Как покончили с Колчаком, домой воротился, и тот же порядок у нас повелся: в деревенские дела не вникал, все на приисках да на приисках. Как колхозы стали строить, мы с Марьюшкой и оказались ни при чем. Не браковали меня, конечно, потому хозяйство трудовое, безлошадное, и сам на войне добровольцем был. Звали даже, да как пойдешь, коли ты не плотник, не каменщик, не чеботарь, не шорник, а из всех сельских работ одно знаешь — косить да стога метать. Марьюшка больше понавыкла. Она и телят растила, и за птицей ходила, и капусту выращивала хорошую. Такую работницу с радостью бы приняли, да разве она без меня пойдет?
Сперва в колхозе-то здешнем немало сумятицы было. Кулаки всякую пакость подстраивали. Ко мне даже один подбегал с разговором, да я этих благодетелей с малых лет понял. Так на него цыкнул, что больше ни один из таких ко мне не сунулся. Потом, как кулаков выселили, дело пошло гораздо лучше. Все наши ребята, конечно, с первых лет в колхоз записались. Меньшак-то — он успел подучиться маленько — полеводом стал; большак — он у меня в гражданскую войну кавалеристом был, — так его конным двором ведать определили; средний при машинах находился, потому он раньше в кузнице работал; обе дочери тоже при деле. Только мы со старухой, как две галки на прясле в непогожий день осенью: самим обидно, и со стороны на нас глядеть тоскливо.

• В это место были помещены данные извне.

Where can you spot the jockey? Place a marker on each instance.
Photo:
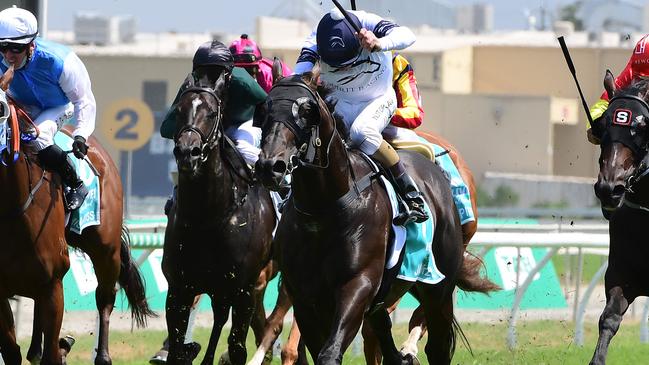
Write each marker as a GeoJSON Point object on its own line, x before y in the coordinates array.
{"type": "Point", "coordinates": [637, 67]}
{"type": "Point", "coordinates": [409, 113]}
{"type": "Point", "coordinates": [358, 69]}
{"type": "Point", "coordinates": [52, 84]}
{"type": "Point", "coordinates": [247, 55]}
{"type": "Point", "coordinates": [244, 94]}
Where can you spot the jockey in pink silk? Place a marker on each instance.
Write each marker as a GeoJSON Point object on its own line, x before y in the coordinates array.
{"type": "Point", "coordinates": [247, 54]}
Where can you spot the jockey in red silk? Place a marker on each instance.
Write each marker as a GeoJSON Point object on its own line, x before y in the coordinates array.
{"type": "Point", "coordinates": [247, 55]}
{"type": "Point", "coordinates": [358, 68]}
{"type": "Point", "coordinates": [637, 67]}
{"type": "Point", "coordinates": [409, 113]}
{"type": "Point", "coordinates": [53, 86]}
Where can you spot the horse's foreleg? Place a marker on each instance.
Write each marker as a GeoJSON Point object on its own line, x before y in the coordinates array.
{"type": "Point", "coordinates": [220, 311]}
{"type": "Point", "coordinates": [291, 352]}
{"type": "Point", "coordinates": [51, 317]}
{"type": "Point", "coordinates": [177, 307]}
{"type": "Point", "coordinates": [242, 310]}
{"type": "Point", "coordinates": [609, 322]}
{"type": "Point", "coordinates": [273, 327]}
{"type": "Point", "coordinates": [353, 299]}
{"type": "Point", "coordinates": [8, 346]}
{"type": "Point", "coordinates": [35, 352]}
{"type": "Point", "coordinates": [416, 330]}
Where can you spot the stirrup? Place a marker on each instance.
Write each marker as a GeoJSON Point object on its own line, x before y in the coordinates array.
{"type": "Point", "coordinates": [75, 196]}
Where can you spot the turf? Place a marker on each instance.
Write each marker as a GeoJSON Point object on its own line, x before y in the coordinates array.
{"type": "Point", "coordinates": [539, 342]}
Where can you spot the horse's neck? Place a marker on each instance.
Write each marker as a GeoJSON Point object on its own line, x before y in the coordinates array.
{"type": "Point", "coordinates": [16, 180]}
{"type": "Point", "coordinates": [209, 192]}
{"type": "Point", "coordinates": [320, 187]}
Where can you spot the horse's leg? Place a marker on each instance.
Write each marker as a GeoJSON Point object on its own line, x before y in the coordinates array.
{"type": "Point", "coordinates": [273, 328]}
{"type": "Point", "coordinates": [8, 346]}
{"type": "Point", "coordinates": [291, 351]}
{"type": "Point", "coordinates": [220, 312]}
{"type": "Point", "coordinates": [617, 302]}
{"type": "Point", "coordinates": [352, 300]}
{"type": "Point", "coordinates": [179, 302]}
{"type": "Point", "coordinates": [416, 330]}
{"type": "Point", "coordinates": [242, 309]}
{"type": "Point", "coordinates": [51, 317]}
{"type": "Point", "coordinates": [35, 352]}
{"type": "Point", "coordinates": [437, 301]}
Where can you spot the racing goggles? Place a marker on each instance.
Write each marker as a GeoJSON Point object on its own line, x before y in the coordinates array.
{"type": "Point", "coordinates": [13, 47]}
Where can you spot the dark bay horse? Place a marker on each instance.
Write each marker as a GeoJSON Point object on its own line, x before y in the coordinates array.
{"type": "Point", "coordinates": [219, 234]}
{"type": "Point", "coordinates": [623, 190]}
{"type": "Point", "coordinates": [34, 256]}
{"type": "Point", "coordinates": [333, 236]}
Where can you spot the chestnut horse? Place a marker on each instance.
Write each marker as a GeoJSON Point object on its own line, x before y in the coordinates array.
{"type": "Point", "coordinates": [623, 190]}
{"type": "Point", "coordinates": [35, 251]}
{"type": "Point", "coordinates": [219, 234]}
{"type": "Point", "coordinates": [332, 261]}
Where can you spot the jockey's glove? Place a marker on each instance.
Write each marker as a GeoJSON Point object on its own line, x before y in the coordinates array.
{"type": "Point", "coordinates": [79, 147]}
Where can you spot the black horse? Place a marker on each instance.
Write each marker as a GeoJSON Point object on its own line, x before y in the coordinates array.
{"type": "Point", "coordinates": [219, 234]}
{"type": "Point", "coordinates": [335, 228]}
{"type": "Point", "coordinates": [623, 189]}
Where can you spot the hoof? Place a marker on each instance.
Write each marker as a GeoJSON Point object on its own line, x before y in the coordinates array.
{"type": "Point", "coordinates": [225, 359]}
{"type": "Point", "coordinates": [159, 358]}
{"type": "Point", "coordinates": [66, 343]}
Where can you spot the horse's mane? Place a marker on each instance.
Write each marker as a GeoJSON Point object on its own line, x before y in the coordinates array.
{"type": "Point", "coordinates": [311, 80]}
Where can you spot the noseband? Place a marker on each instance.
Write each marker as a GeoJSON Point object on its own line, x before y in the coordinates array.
{"type": "Point", "coordinates": [307, 150]}
{"type": "Point", "coordinates": [209, 141]}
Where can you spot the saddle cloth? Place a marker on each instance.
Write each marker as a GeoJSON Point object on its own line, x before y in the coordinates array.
{"type": "Point", "coordinates": [89, 213]}
{"type": "Point", "coordinates": [417, 239]}
{"type": "Point", "coordinates": [459, 189]}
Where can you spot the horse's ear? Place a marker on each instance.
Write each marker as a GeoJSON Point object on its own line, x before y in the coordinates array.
{"type": "Point", "coordinates": [277, 70]}
{"type": "Point", "coordinates": [609, 84]}
{"type": "Point", "coordinates": [221, 84]}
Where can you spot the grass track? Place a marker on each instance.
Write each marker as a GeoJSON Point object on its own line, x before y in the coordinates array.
{"type": "Point", "coordinates": [540, 342]}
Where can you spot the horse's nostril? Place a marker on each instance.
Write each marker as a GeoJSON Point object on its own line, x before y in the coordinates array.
{"type": "Point", "coordinates": [618, 190]}
{"type": "Point", "coordinates": [279, 167]}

Тут вот старуха и принялась точить меня. Ребята тоже уговаривали. Особо меньшак Петруха старался:
— Брось ты, тятя, своими камешками заниматься! Узенькое это дело, мелкое, когда и вовсе напустую сходит.
— Как, — говорю, — так?
— Очень, — отвечает, — просто. Много ли народа твой камешек увидят? Да и всяк ли разберет, что тут красота есть? Вот и выходит, по узкой тропочке твой камешек идет. Мало кому радость приносит. А напустую чаще выходит. Один понимающий найдет — полюбуется, другой понимающий огранит — тоже полюбуется, а достанется тот камешек дураку, которому ни до чего нет дела, лишь бы блестело. Крашеную бумажку подложить под стекло — ему и то ладно.
— Это, — соглашаюсь, — бывает, да не в том сила, и камень сам меня тянет.
Объясняю ему, а он по-своему разумеет:
— Этак же струя из сортировки бежит. Чем она гуще да зерно полнее, тем краше. Глядел бы, не отошел!
Втолковываю ему, что в нашем деле главное — особина камня. В одном синего больше, в другом — красного, третий желтит сильнее, а разница есть. От одной щетки отломи, и то, на привычный глаз, отличить можно.
— Если приглядеться, — отвечает Петруха, — и в зерне это найдешь. Одно в одно никогда не сойдется. На том и сортовое дело поставлено. А если тебе уж так полюбилось на сине-алое с желтым смотреть, так и это найдем.
— Где, — говорю, — такое в вашем колхозном деле?
— А вот недавно посылали меня на Красноуфимскую семенную станцию за клевером. Видел я там, как из-под «кускуты» — машина такая есть — сине-алая струйка бежала. Куда твоему аметисту! Ох, только и клевер у них! По нашим местам таких семян добиться не могут. У нас больше бурые с краснинкой семечки выходят, а у них синего много. Потому и называется — красноуфимский фиолетовый. Из сортов сорт! На всю страну славится.
Тут и начал Петруха про клевер рассказывать. Любил он про это говорить. Ну, грамотный, слова подбирать научился, послушать любо, да и от души сказывал про свое живое. В конце похвалился:
— Будут и у нас аметистовые семена! Тогда и увидишь, лучше или хуже живая семенная струя против твоего сине-алого камешка.
Потом спохватился:
— Постой! Мне ведь опять скоро ехать на семенную. Поедем со мной. Поглядишь.